El hombre que quiso desaparecer y ser Béla Bartók, o Bach, por citar dos de los músicos de su preferencia, estaba en la tarde del domingo exhausto de afectos y de memorias; en el restaurante donde irrumpió para que se hiciera un silencio que parecía de concierto, se encontró con Víctor García de la Concha, el director de la Academia Española, que ha pilotado la edición conmemorativa de Cien años de soledad; con Pilar Jull, que desde la academia coordinó con Santillana esta publicación; con Juan Luis Cebrián; con Betancur; con Teodoro Petkoff, el dirigente político venezolano; con Juan Ramón de la Fuente, el rector mexicano; con Emiliano Martínez, el presidente de Santillana...; con sus amigos Carlos Fuentes, Sergio Ramírez, Ángeles Mastretta, Héctor Aguilar Camín, Tomás Eloy Martínez..., los editores de Alfaguara que publican esa edición conmemorativa de Cien años de soledad... Con algunos habló sobre la política de sus países, a otros les escuchó hablar, de política, de América Latina. en los corros grandes habla poco y en los chiquitos se comporta con la curiosidad que han hecho legendarios sus juicios y sus preguntas.
En Aracataca, le dijeron, una mujer se pasea día y noche por los pasillos de la casa en la que él nació el 6 de marzo de hace 80 años, y esa mujer que vela la casa se llama Soledad Noches.
-¡Soledad Noches! ¡Qué nombre!
-Parece suyo.
-Para que luego digan que invento.
Escuchó con atención lo que dijo en Aracataca, el último diciembre, un hombre solitario y tristón, vestido con una camisilla blanca, que miraba al vacío como el coronel que no tenía quien le escriba:
-¿Que Gabo no viene aquí, a Aracataca? ¡Quién dijo! Viene todas las noches, se sienta con nosotros a jugar, ve cómo está esto y luego se va. Todas las noches.

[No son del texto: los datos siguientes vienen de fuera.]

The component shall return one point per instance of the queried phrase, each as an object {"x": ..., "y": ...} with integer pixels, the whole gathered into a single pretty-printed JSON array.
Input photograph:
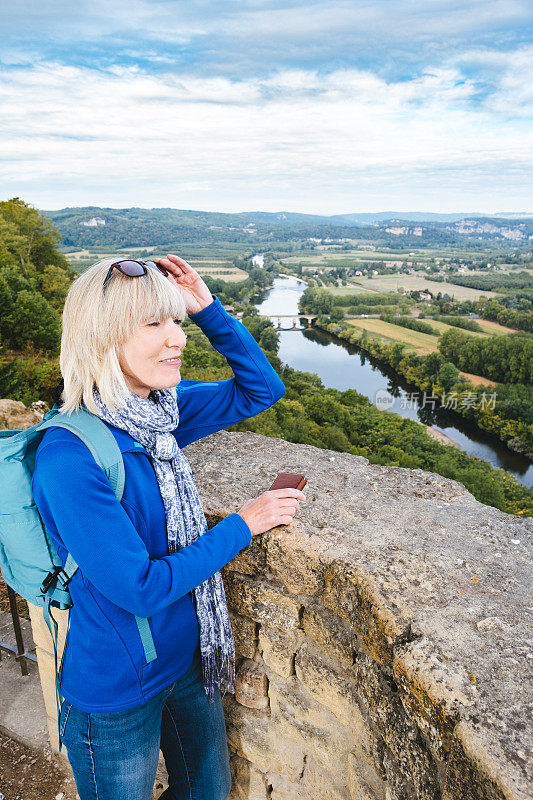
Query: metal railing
[{"x": 21, "y": 654}]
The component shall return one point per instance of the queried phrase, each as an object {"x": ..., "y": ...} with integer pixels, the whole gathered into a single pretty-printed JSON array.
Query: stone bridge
[
  {"x": 382, "y": 645},
  {"x": 310, "y": 318}
]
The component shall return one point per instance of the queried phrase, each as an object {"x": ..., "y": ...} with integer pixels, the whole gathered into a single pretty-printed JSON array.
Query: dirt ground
[{"x": 26, "y": 774}]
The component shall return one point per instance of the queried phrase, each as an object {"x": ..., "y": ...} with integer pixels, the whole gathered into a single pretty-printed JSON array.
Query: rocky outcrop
[
  {"x": 15, "y": 416},
  {"x": 382, "y": 638},
  {"x": 383, "y": 647}
]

El hombre se llama Nelson Noches, hermano de Soledad, y conoció a Gabo cuando todos eran chiquitos. Cuando terminó de escuchar el relato, el rostro de Gabo ya se había ido detrás del fantasma que veía cada día, en Aracataca, el autor de la leyenda, Nelson Noches. Ausente, como si estuviera recordando lo que nunca pasó.
Es el cumpleaños más largo de la historia, "y que dure mucho más". Empezó el mismo 6 de marzo, y se prolongará, acaso, hasta que abrace a todos los que le quieren abrazar. Cuando se fue del restaurante, ya entrado el atardecer, le preguntaron qué iba a hacer en lo que quedaba de tarde. "¡Tengo que escribir mi discurso!".
Con su bigote blanco, reconcentrado pero feliz, ausente en medio de las multitudes que lo estrujan, Gabo parecía estar pensando en cómo nombrarse a sí mismo ante los Reyes y ante su amigo Bill Clinton. Todo ello, antes de que Víctor García de la Concha le entregara la edición multitudinaria de Cien años de soledad, el libro que cambió su vida y la hizo un escaparate al que él le ha quitado los espejos. La verdadera apoteosis de Gabo, vestido entero de blanco como cuando el Nobel, llegó al recibir su libro. Levantó entonces el volumen en alto y lo expuso como un trofeo. Ni en el más delirante de sus sueños hubiera imaginado el escritor un día como el de ayer.